A week after the children’s detention campus erupted into chaos during a strike by staff, unions and management at Oberstown are to meet again on Monday to try and resolve the long-running dispute over health and safety.

The talks at the Workplace Relations Commission mean a further strike planned for Monday has been suspended.

As long as the talks remain in the WRC, and despite no resolution, there will be no strikes.

However, if the talks break down without agreement, the staff unions Impact and Siptu could advise their members to return to the picket line.

The gulf of opinion on health and safety between management and staff had closed considerably before the events of last Monday ‘s industrial action.

According to Pat Bergin, campus director, an agreement was reached between the two sides on August 21 on a framework to address the health and safety issues.

However, a stumbling block then emerged.

Residents at the Oberstown Detention Campus, Dublin, who recently climbed onto the roof of one of the buildings. Picture: Gareth Chaney Collins
Residents at the Oberstown Detention Campus, Dublin, who recently climbed onto the roof of one of the buildings. Picture: Gareth Chaney Collins

After another meeting between staff representatives and management on August 22, the unions were unhappy about a plan to separate young people on remand and young people on committal.

While they had specific health and safety concerns over that proposal, management said it had measures in place to address those concerns.

In fact, Mr Bergin said it was a “positive and successful development” which would “support the stabilisation of the operations of the campus further”.

Management pressed ahead with the relocation of the remand unit which led to last Monday’s action proceeding.

It was supposed to be an eight-hour stoppage during which residents would be closed in their rooms and throughout which full emergency cover would remain in place.

However, the young people were not happy about being confined to their rooms. It subsequently emerged a number of detainees took control of a residential unit that afternoon when a set of keys had been taken from a staff member.

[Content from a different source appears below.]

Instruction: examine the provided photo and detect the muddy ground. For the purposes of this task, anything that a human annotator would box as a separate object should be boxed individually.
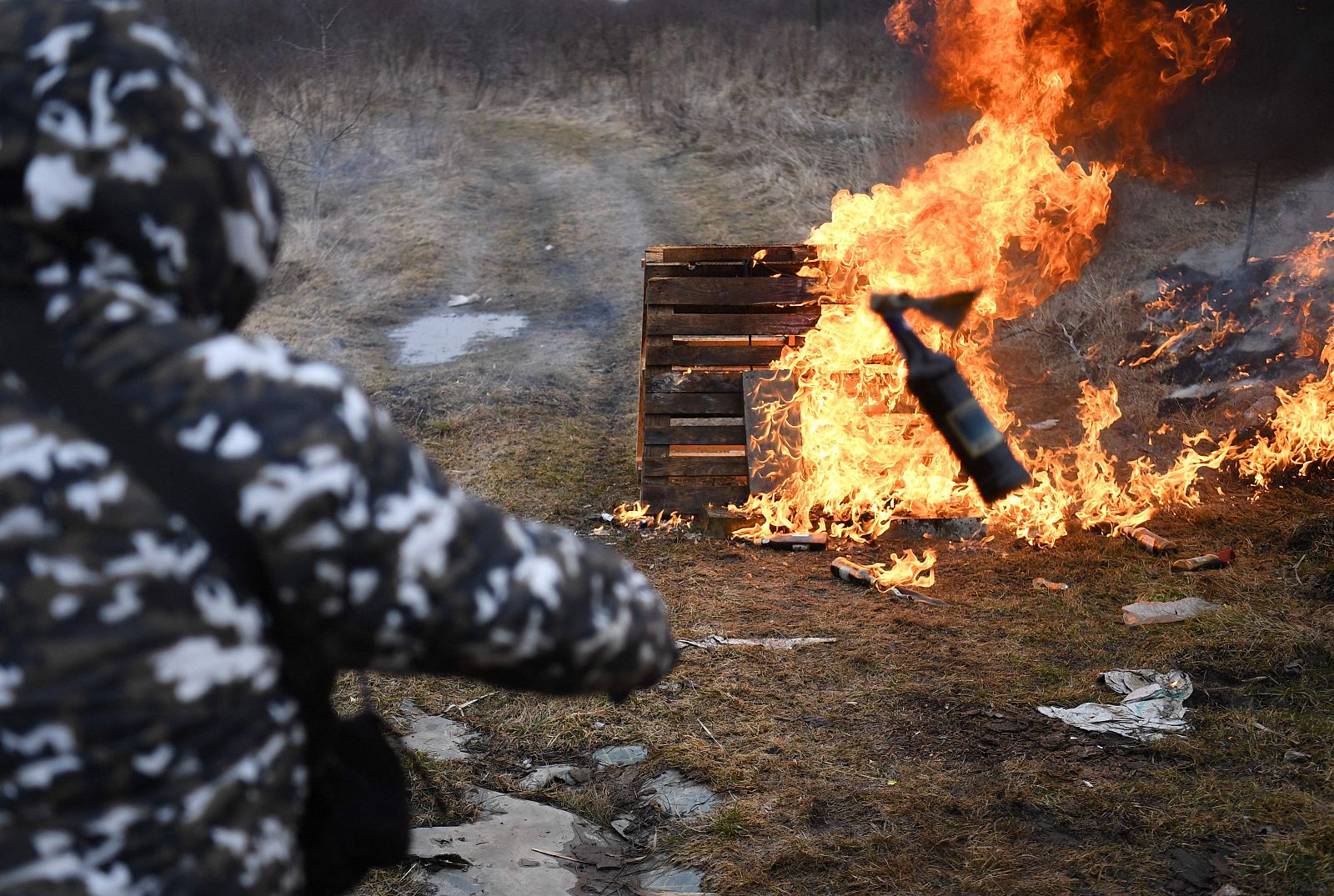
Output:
[249,111,1334,896]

The youths made their way to the roof where a fire broke out around 8pm.

Impact trade union, in a letter this week to the Children’s Rights Alliance, said that when the incident occurred about 12 staff voluntarily left the picket line and immediately offered their assistance.

“This meant that there were more staff on-site responding to an incident than there would be in the course of a normal working day.” the union pointed out.

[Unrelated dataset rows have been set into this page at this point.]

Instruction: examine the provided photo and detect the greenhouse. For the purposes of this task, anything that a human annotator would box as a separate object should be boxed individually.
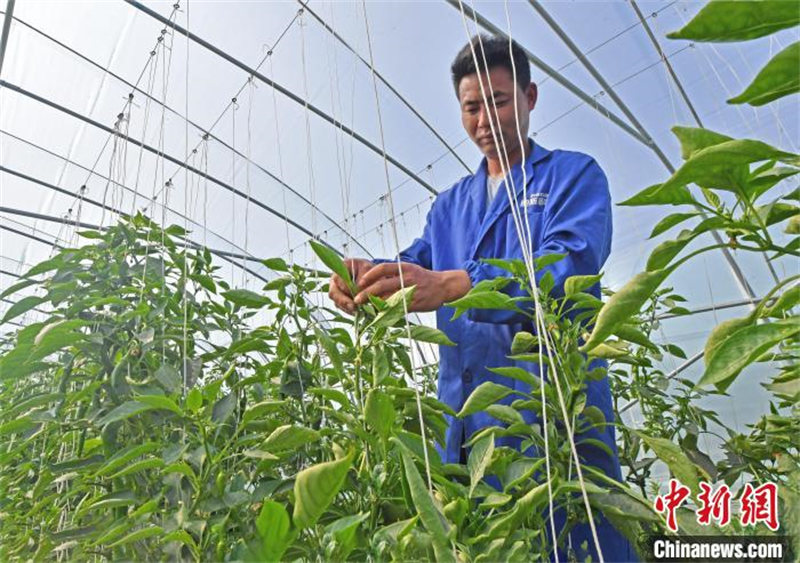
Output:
[0,0,800,563]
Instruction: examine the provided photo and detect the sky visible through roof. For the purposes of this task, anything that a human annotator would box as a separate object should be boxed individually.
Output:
[0,1,800,446]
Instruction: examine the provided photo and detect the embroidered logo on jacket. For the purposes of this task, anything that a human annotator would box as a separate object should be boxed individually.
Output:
[522,193,547,207]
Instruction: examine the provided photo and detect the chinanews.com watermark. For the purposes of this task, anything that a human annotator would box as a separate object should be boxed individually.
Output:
[645,536,794,562]
[646,479,800,562]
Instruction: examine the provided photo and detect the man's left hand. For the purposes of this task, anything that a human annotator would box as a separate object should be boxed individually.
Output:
[355,262,472,313]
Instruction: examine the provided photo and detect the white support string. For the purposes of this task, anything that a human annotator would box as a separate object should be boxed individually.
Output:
[459,0,603,563]
[242,76,255,287]
[504,0,560,552]
[267,55,293,256]
[181,0,191,396]
[231,97,239,287]
[361,0,433,494]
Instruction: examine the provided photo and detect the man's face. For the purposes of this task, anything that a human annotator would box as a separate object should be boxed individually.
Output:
[458,67,536,160]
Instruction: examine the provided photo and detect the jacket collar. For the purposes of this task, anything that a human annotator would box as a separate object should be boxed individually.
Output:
[470,139,551,257]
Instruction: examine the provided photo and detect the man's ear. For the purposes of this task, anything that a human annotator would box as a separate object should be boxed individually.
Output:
[525,82,539,111]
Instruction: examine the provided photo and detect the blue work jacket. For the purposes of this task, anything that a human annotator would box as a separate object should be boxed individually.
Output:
[382,140,630,561]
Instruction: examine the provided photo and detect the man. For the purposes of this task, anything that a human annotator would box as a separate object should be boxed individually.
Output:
[330,36,631,561]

It is anticipated when the two sides meet at the Workplace Relations Commission at 11am on Monday, the separation of the remand and committal residents will be the main topic on the agenda.

However, this week’s violent scenes, during which one staff member was injured, will be seen as underscoring the health and safety concerns which staff and their unions have been raising for a number of months.

The unions have argued the campus is badly designed and understaffed, with inadequate safety equipment and procedures to deal with a mix of vulnerable young people and violent offenders. They say the result is that staff and detainees face a daily risk of serious assault.